Data
Text data utilities for text processing and dataset management.
This module provides utilities for working with text data in machine learning pipelines. It includes classes and functions for loading, managing, and processing text datasets with support for various text file formats and transformations.
The module is designed to work seamlessly with text files and integrates with the broader cmn_ai data processing pipeline.
Functions:
-
None
–
Classes:
-
TextList : Text dataset container for managing collections of text files
–
Notes
This module extends the base data utilities to provide text-specific functionality for natural language processing workflows.
Examples:
>>> from cmn_ai.text.data import TextList
>>> # Create text dataset from directory
>>> texts = TextList.from_files('./data/texts')
>>> # Access first text file
>>> text = texts[0] # Returns string content
>>> print(len(text)) # Number of characters
TextList
Bases: ItemList
Text dataset container for managing collections of text files.
A specialized ItemList subclass for handling text datasets. It provides functionality to load and manage collections of text files with support for various text formats, transformations, and file discovery.
Attributes:
-
path
(Path
) –Base path where the text files are located.
-
tfms
((callable, optional)
) –Transformations to apply to text when retrieved.
-
data
(list[Path]
) –List of text file paths.
-
encoding
(str
) –Character encoding used to read text files.
Notes
This class extends ItemList to provide text-specific functionality. Text files are loaded and decoded when accessed.
Examples:
>>> # Create TextList from a directory
>>> text_list = TextList.from_files('./data/texts')
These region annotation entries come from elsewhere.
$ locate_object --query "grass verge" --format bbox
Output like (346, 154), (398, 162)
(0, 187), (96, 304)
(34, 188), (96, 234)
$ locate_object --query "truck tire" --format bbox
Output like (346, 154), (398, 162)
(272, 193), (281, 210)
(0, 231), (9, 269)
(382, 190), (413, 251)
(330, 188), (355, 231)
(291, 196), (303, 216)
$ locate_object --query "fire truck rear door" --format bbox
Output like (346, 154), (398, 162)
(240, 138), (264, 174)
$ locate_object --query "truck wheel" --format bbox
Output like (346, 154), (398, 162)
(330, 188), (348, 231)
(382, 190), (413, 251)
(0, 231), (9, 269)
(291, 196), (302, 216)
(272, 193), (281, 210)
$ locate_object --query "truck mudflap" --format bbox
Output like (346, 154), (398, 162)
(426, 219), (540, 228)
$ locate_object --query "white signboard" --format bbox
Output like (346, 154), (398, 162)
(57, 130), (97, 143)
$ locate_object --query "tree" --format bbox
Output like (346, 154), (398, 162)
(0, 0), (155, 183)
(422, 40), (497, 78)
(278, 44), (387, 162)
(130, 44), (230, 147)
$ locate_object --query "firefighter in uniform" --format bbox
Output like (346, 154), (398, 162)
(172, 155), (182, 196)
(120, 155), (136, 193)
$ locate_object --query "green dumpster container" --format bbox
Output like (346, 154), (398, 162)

>>> # Access first text file
>>> text = text_list[0] # Returns string content
>>> # Create with specific encoding
>>> text_list = TextList.from_files('./data', encoding='latin-1')
>>> # Create with transformations
>>> def preprocess(text): return text.lower().strip()
>>> text_list = TextList.from_files('./data', tfms=preprocess)
__init__(items, path='.', tfms=None, encoding='utf8')
Initialize TextList with text files and configuration.
Parameters:
-
items
(Iterable
) –Items to create list from (typically file paths).
-
path
(str or Path
, default:"."
) –Path of the items that were used to create the list.
-
tfms
(callable
, default:None
) –Transformations to apply on text before returning them.
-
encoding
(str
, default:"utf8"
) –Character encoding used to read text files.
from_files(path, extensions='.txt', include=None, recurse=True, tfms=None, encoding='utf8')
classmethod
Create a TextList from files in a directory.
Factory method to create a TextList by discovering text files in the specified directory. Supports various text formats and recursive directory traversal.
Parameters:
-
path
(str or Path
) –Path for the root directory to search for text files.
-
extensions
(str or iterable of str
, default:".txt"
) –File extensions to include. Defaults to .txt files.
-
include
(iterable of str
, default:None
) –Top-level directory(ies) under
path
to use for searching files. If None, searches all directories. -
recurse
(bool
, default:True
) –Whether to search subdirectories recursively.
-
tfms
(callable
, default:None
) –Transformations to apply to text before returning them.
-
encoding
(str
, default:"utf8"
) –Character encoding used to read text files.
Returns:
-
TextList
–New TextList instance containing discovered text files.
Examples:
>>> # Create from directory with default settings
>>> texts = TextList.from_files('./data/texts')
>>> # Create with specific extensions
>>> texts = TextList.from_files('./data', extensions=['.txt', '.md'])
>>> # Create with custom encoding
>>> texts = TextList.from_files('./data', encoding='latin-1')
>>> # Create without recursion
>>> texts = TextList.from_files('./data', recurse=False)
get(item)
Load and return text content from file path.
Reads a text file using the specified encoding and returns the text content as a string. This method is called automatically when accessing items from the TextList.
Parameters:
-
item
(Path or str
) –File path to the text file to load, or string content.
Returns:
-
str
–Text content from the file.
Notes
If the item is already a string, it is returned as-is. If it's a file path, the file is read using the specified encoding. If transformations are specified in the TextList, they will be applied after loading.
Examples:
>>> text_list = TextList.from_files('./data')
>>> text = text_list.get(Path('./data/document.txt'))
>>> print(len(text)) # Number of characters
>>> # Direct string access
>>> text = text_list.get("Hello, world!")
>>> print(text) # "Hello, world!"